The French Quarter's Roller-Skating Duck Lady
Every great city needs its characters — the people who refuse to live by anyone else's rules, who turn the sidewalk into a stage and make you question what normal even means. New Orleans has produced more than its share. But none of them were quite like Ruthie the Duck Girl.
Ruth Grace Moulon was born in New Orleans in 1934 and spent her life in the French Quarter, where she became one of the most recognizable figures in a neighborhood full of recognizable figures. Her routine was simple and completely insane: she roller-skated between bars in the Quarter wearing eccentric furs, drinking Budweiser, smoking Kool cigarettes, and accompanied by her pet ducks. Just waddling along behind her, like it was the most normal thing in the world.
Every Mardi Gras, Ruthie would attend the parades in a wedding dress, claiming she was waiting to marry a man named Gary Moody from the Moody Barn, whom she'd met during his Navy service. Whether Gary Moody was real, or whether the wedding dress was performance art, or whether Ruthie even saw a distinction between the two — nobody was entirely sure.
A photographer who documented her life summed it up perfectly: she wasn't out of touch with reality. She just wasn't interested in it.

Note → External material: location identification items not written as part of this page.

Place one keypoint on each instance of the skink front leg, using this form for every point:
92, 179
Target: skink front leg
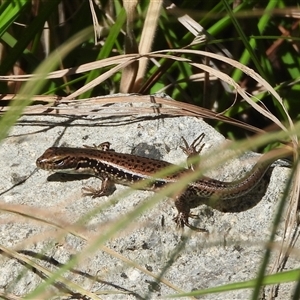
106, 189
182, 202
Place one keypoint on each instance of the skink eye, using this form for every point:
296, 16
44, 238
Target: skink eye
60, 162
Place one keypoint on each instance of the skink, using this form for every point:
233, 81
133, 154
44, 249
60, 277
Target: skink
126, 169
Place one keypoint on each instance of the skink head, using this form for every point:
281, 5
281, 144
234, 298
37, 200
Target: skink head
57, 159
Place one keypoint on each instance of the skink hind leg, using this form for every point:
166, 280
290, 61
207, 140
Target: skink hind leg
106, 189
182, 218
103, 146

Ruthie became a tourist attraction in her own right — visitors to the Quarter would seek her out the way they'd seek out a jazz club or a beignet. She was proof of something New Orleanians already knew: the city doesn't just tolerate eccentricity, it celebrates it. Other cities have characters. New Orleans has institutions.
She died in 2008 at seventy-four, and the Quarter felt a little less magical for it. Ruthie the Duck Girl didn't contribute to architecture or music or politics or cuisine. She contributed something harder to define and just as essential: the idea that in New Orleans, you can be exactly who you are, no matter how weird that is, and the city will love you for it.